Nonetheless, Abbott issued a shocking veto, claiming that the law would have unintended consequences.
“The bill takes away options that law enforcement and prosecutors can use to separate victims from their traffickers,” Abbott said at the time. “And it may provide a perverse incentive for traffickers to use underage prostitutes, knowing they cannot be arrested for engaging in prostitution.”
Abbott promised to work with Thierry on future legislation on the issue, but the veto caused a backlash against the governor.

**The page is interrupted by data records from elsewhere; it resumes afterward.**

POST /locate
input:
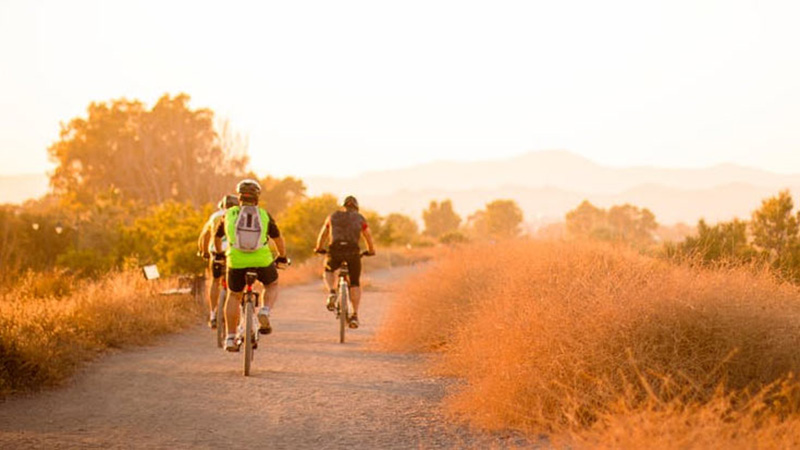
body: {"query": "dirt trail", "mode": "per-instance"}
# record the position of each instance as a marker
(306, 391)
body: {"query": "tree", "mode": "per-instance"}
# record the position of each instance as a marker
(725, 241)
(774, 228)
(300, 224)
(440, 218)
(167, 152)
(167, 235)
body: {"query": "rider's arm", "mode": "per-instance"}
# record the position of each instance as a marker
(368, 237)
(322, 238)
(280, 245)
(202, 242)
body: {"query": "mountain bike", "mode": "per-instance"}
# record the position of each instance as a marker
(223, 293)
(343, 307)
(248, 322)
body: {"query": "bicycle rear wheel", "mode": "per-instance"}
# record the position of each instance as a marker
(221, 318)
(248, 336)
(344, 310)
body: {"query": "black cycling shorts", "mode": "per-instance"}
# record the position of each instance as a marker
(266, 275)
(334, 261)
(217, 268)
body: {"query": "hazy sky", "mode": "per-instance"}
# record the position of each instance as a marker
(341, 87)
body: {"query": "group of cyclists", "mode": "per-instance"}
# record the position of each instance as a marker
(235, 239)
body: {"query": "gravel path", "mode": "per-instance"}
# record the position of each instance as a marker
(306, 391)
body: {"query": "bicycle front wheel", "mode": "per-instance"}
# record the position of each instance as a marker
(248, 337)
(344, 311)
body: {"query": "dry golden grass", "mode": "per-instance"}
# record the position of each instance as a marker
(44, 338)
(585, 339)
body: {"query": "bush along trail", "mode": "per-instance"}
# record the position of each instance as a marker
(305, 391)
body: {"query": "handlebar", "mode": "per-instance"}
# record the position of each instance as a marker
(282, 264)
(322, 251)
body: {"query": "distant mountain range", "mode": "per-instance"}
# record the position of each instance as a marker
(19, 188)
(546, 185)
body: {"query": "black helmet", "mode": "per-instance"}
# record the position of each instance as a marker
(248, 187)
(228, 201)
(350, 201)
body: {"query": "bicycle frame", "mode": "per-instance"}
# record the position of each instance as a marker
(247, 321)
(223, 293)
(343, 301)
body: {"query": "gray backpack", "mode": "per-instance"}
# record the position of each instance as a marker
(248, 229)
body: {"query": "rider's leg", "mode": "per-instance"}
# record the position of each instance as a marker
(213, 294)
(232, 305)
(355, 297)
(271, 294)
(329, 278)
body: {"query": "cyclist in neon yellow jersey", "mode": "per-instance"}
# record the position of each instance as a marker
(208, 249)
(248, 227)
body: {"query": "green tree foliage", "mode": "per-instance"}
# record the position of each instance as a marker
(169, 152)
(301, 222)
(278, 194)
(440, 218)
(774, 227)
(167, 235)
(725, 241)
(625, 223)
(500, 219)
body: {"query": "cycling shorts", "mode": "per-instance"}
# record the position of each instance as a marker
(334, 262)
(217, 268)
(266, 275)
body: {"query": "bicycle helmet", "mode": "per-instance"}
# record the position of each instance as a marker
(350, 202)
(228, 201)
(248, 187)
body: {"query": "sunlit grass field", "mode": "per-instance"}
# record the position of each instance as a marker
(50, 324)
(604, 348)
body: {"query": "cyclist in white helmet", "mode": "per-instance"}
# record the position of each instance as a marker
(215, 256)
(248, 227)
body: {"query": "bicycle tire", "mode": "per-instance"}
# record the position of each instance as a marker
(221, 318)
(248, 336)
(344, 310)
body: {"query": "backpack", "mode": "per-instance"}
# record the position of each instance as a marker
(248, 229)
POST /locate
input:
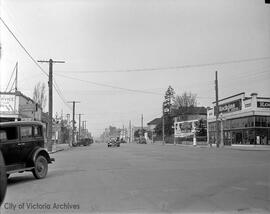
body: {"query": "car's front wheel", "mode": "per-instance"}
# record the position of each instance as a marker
(41, 167)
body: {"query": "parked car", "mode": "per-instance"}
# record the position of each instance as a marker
(114, 142)
(85, 142)
(3, 179)
(141, 140)
(22, 146)
(123, 141)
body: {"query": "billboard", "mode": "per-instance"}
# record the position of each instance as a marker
(262, 104)
(8, 104)
(184, 128)
(230, 107)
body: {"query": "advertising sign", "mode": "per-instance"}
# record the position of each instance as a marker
(184, 129)
(263, 104)
(7, 104)
(230, 107)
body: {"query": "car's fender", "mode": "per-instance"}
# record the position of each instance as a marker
(39, 151)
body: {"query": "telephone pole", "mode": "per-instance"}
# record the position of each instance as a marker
(80, 126)
(217, 111)
(73, 121)
(130, 131)
(50, 99)
(142, 124)
(163, 126)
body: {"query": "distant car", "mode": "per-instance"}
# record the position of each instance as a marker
(3, 179)
(22, 146)
(85, 142)
(123, 141)
(114, 142)
(141, 140)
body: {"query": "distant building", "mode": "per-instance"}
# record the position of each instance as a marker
(244, 120)
(153, 123)
(188, 121)
(15, 106)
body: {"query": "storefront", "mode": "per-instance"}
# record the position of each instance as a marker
(242, 120)
(15, 106)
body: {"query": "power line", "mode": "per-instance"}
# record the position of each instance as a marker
(110, 86)
(32, 58)
(169, 67)
(35, 62)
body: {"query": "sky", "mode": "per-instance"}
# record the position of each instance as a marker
(121, 55)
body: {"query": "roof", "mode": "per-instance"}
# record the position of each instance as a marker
(156, 121)
(15, 123)
(191, 110)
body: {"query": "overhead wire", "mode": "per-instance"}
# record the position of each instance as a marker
(169, 67)
(10, 78)
(110, 86)
(58, 91)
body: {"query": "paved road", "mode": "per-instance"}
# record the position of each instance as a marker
(146, 178)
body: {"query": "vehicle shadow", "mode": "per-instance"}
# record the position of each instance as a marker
(20, 179)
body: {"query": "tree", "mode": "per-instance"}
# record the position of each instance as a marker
(39, 94)
(169, 100)
(187, 99)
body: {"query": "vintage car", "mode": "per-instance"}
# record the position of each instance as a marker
(114, 142)
(3, 179)
(22, 146)
(85, 142)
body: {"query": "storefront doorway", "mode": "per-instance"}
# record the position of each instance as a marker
(237, 137)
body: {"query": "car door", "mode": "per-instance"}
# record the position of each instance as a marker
(10, 144)
(27, 141)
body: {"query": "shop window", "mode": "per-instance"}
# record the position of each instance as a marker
(263, 122)
(257, 122)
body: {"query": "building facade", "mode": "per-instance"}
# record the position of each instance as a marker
(242, 120)
(15, 106)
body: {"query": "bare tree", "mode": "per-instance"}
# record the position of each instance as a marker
(187, 99)
(39, 94)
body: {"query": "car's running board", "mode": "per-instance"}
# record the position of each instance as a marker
(20, 170)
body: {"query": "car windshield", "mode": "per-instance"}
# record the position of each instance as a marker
(8, 133)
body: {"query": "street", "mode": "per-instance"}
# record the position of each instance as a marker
(146, 178)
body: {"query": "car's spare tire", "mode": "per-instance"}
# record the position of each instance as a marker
(3, 179)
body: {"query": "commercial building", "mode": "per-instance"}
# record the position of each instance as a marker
(242, 120)
(190, 124)
(15, 106)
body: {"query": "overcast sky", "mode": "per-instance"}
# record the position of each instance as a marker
(140, 46)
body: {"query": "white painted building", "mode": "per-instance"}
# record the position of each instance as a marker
(243, 120)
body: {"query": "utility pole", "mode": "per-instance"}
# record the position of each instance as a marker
(80, 126)
(142, 124)
(217, 111)
(163, 126)
(129, 131)
(50, 100)
(16, 78)
(73, 121)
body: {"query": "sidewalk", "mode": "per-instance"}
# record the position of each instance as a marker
(59, 147)
(235, 147)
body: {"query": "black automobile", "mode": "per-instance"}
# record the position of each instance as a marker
(141, 140)
(114, 142)
(22, 146)
(85, 142)
(3, 179)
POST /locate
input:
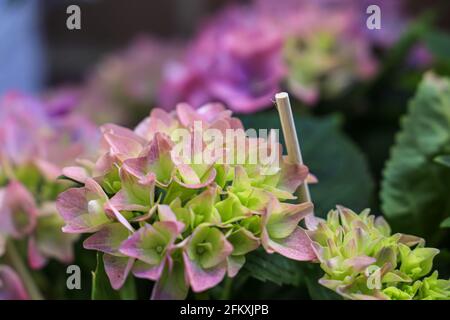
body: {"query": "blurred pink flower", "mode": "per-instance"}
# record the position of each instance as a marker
(236, 59)
(11, 287)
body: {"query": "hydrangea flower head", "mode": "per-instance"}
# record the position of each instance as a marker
(362, 259)
(35, 143)
(181, 223)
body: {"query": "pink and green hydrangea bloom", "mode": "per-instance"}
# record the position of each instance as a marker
(183, 225)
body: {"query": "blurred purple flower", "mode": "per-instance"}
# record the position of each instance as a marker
(11, 287)
(33, 132)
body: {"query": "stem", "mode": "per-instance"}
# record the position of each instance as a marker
(14, 258)
(227, 289)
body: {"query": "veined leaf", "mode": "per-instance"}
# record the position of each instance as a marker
(415, 190)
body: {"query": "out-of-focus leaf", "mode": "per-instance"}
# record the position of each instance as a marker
(415, 189)
(101, 287)
(438, 43)
(338, 164)
(273, 268)
(445, 223)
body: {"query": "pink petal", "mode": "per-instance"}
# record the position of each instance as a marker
(172, 285)
(203, 279)
(11, 286)
(108, 239)
(76, 173)
(147, 271)
(35, 259)
(297, 246)
(117, 269)
(234, 264)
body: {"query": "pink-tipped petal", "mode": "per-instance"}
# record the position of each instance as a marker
(297, 246)
(203, 279)
(117, 269)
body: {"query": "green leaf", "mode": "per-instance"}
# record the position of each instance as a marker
(443, 160)
(338, 164)
(445, 223)
(415, 189)
(101, 287)
(272, 267)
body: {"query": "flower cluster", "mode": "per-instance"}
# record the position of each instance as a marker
(123, 80)
(363, 260)
(35, 143)
(181, 224)
(245, 53)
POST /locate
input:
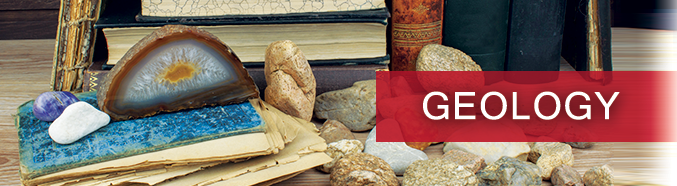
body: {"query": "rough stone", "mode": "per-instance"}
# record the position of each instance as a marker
(469, 161)
(76, 121)
(548, 155)
(333, 131)
(599, 176)
(510, 171)
(438, 172)
(338, 150)
(492, 151)
(362, 169)
(355, 106)
(566, 176)
(435, 57)
(397, 154)
(400, 87)
(291, 83)
(581, 145)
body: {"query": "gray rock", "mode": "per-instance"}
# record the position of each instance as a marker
(436, 57)
(397, 154)
(581, 145)
(510, 171)
(438, 172)
(548, 155)
(492, 151)
(599, 176)
(355, 106)
(566, 176)
(469, 161)
(337, 150)
(76, 121)
(333, 131)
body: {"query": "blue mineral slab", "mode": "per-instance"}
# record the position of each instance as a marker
(39, 155)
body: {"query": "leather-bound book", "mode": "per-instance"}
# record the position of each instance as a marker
(479, 28)
(415, 23)
(534, 39)
(587, 37)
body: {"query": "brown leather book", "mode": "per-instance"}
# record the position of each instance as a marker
(415, 23)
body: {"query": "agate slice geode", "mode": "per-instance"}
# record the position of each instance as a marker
(174, 68)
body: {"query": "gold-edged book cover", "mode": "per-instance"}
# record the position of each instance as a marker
(74, 43)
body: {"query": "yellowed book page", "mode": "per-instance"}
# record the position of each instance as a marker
(317, 41)
(239, 146)
(306, 162)
(227, 7)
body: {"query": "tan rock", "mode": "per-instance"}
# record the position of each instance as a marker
(469, 161)
(436, 57)
(438, 172)
(291, 83)
(355, 106)
(599, 176)
(362, 169)
(333, 131)
(548, 155)
(337, 150)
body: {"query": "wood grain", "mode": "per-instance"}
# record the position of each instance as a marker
(25, 70)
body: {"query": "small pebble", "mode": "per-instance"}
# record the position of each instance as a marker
(78, 120)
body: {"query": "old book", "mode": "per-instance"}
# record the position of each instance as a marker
(478, 28)
(415, 23)
(535, 38)
(146, 143)
(74, 43)
(184, 8)
(322, 36)
(587, 37)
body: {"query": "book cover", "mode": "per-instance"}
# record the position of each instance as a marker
(39, 155)
(479, 28)
(415, 23)
(225, 7)
(587, 37)
(535, 38)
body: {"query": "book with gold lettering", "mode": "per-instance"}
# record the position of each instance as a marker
(415, 23)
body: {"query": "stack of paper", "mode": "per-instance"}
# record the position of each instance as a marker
(257, 146)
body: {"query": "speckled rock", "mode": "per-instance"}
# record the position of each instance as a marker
(438, 172)
(291, 83)
(362, 169)
(581, 145)
(76, 121)
(338, 150)
(400, 87)
(492, 151)
(510, 171)
(548, 155)
(599, 176)
(333, 131)
(397, 154)
(435, 57)
(566, 176)
(355, 106)
(469, 161)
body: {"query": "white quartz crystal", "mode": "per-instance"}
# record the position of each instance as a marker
(76, 121)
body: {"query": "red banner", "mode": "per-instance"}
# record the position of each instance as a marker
(577, 107)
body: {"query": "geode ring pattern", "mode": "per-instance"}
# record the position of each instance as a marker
(174, 68)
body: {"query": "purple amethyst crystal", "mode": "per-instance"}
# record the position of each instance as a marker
(49, 105)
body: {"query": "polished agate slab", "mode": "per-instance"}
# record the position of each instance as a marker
(175, 68)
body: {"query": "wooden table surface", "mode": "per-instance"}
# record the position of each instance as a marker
(25, 71)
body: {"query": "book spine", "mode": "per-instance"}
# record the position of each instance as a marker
(534, 39)
(415, 23)
(480, 29)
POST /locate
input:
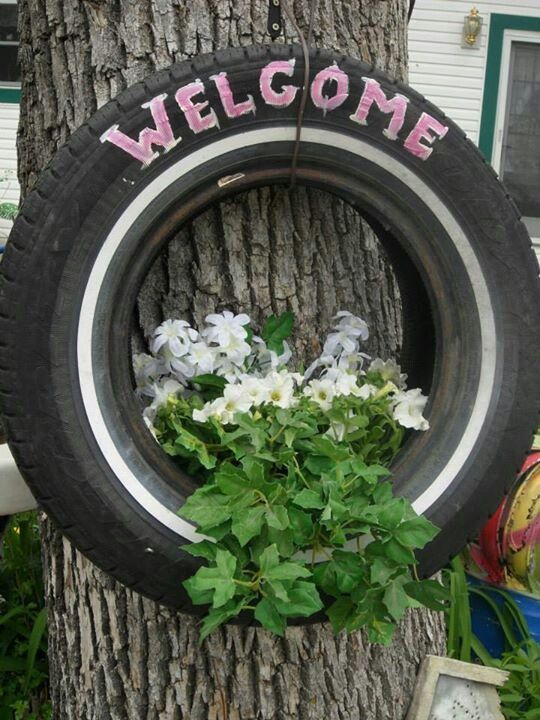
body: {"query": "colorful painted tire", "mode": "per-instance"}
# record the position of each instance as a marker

“Sex trafficking victims, many of whom are minors, are forced to engage in criminal behavior,” said the Dallas Morning News in an editorial from January. “Often that criminal behavior gets them arrested, and often enough a pimp will send a lawyer or someone else down to the jail house to post bond and get that sex slave back on the streets where she can, once again, be exploited for money. The end result is that sex trafficking victims often have a string of convictions — including drug possession, theft and prostitution — committed while under a trafficker’s control.”
In January, Abbott pardoned Robbie Ann Hamilton, a sex trafficking survivor with convictions for drugs and check fraud. His reasoning sheds light on his mindset regarding the criminality of trafficking victims.
“She begged God to help her quit drugs and the sex industry,” his office said in a press release. “She was baptized in jail and spent rehab getting to know the Bible and Jesus. “She participated with groups such as Alcoholics Anonymous and New Friends New Life, a human- and sex-trafficking victim relief organization. She reoriented her life toward helping homeless addicts in street ministries and doing other rehabilitation efforts.”
This past Thursday, Abbott’s office announced the customized clemency application for survivors of human trafficking and domestic abuse.
Under this system, a survivor can provide a statement about their victimization to the Texas Board of Pardons and Paroles. Then the board can make a recommendation to the governor about pardoning the victim for crime committed while they were being trafficked or abused.
But unlike the bill, these decisions are on a case-by-case basis. This move does not decriminalize the participation of minors in offenses committed while they were being trafficked, which ensures that they enter the criminal justice system.
“Texas is committed to empowering the survivors of domestic abuse and human trafficking, and one of the surest signals of that goal is laying out a true path to redemption and restoration,” Abbott’s office said in another press release. “The gubernatorial pardon plays an important role in this redemption process, because it offers a second chance to survivors with criminal convictions resulting from their abuse or exploitation. I am grateful for our ongoing partnership with the Texas Board of Pardons and Paroles as we work together to develop a stronger justice system that promotes redemption, restoration, and transformation.”